Dans Seul sur Mars, Matt Damon campait un astronaute bloqué sur la planète rouge pendant près d'un an et demi. Loin de se laisser abattre, le botaniste avait réussi à survivre jusqu'à l'arrivée des secours, notamment en utilisant ses excréments comme engrais pour faire pousser des pommes de terre. Six ans après la sortie du blockbuster futuriste de Ridley Scott, l'agriculture sur Mars ne relève plus tout à fait de la science-fiction, grâce à une vaste expérimentation imaginée par Heinz.
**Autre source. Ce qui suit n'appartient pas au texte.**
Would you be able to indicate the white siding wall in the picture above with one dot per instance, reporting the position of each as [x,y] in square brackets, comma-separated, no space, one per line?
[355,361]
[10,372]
L'entreprise américaine, poids lourd de l'agroalimentaire, a en effet dévoilé début novembre un ketchup « Marz edition ». Pour d'évidentes raisons logistiques, le groupe n'a pas pu se rendre sur place pour développer sa nouvelle recette, mais s'est contenté de cultiver des tomates dans les mêmes conditions. Un pari ambitieux, d'autant que la température moyenne de Mars avoisine les -63°C, que l'intensité du Soleil y est deux fois moins forte que sur Terre et que ses sols de régolithe regorgent de perchlorates, des sels potentiellement toxiques pour les humains.
Remplacer le lyophilisé
Menés en collaboration avec une équipe de l’Institut technologique d’Aldrin de Floride, les travaux ont duré deux ans. La qualité nutritionnelle et le goût des quelques centaines de tomates «martiennes» produites dans le cadre de cette étude ont ensuite été validés par les chercheurs de Heinz, même si aucune commercialisation n'est envisagée à ce stade. «Jusqu’à présent, les recherches sur les cultures martiennes se concentraient principalement sur le court terme, a expliqué Andrew Palmer, le responsable de l’équipe de l’Institut Aldrin, dans un communiqué. Ce projet est le premier à s’intéresser à la possibilité de cultiver des plantes de manière pérenne».
Un changement de mentalité indispensable en ces temps de reconquête spatiale. Il parait en effet peu probable que la nourriture lyophilisée suffise alors que les Etats-Unis, la Russie et la Chine souhaitent installer une base permanente sur la Lune et que le milliardaire Elon Musk espère entamer la colonisation de Mars dès 2024. Heureusement, le géant des sauces n'est pas le seul à se pencher sur l'alimentation du futur, de nombreuses expériences de ce type sont aussi menées au sein de la Station spatiale internationale. En espérant que leurs découvertes puissent également trouver des applications concrètes sur notre planète, où l'insécurité alimentaire est encore loin d'avoir disparu.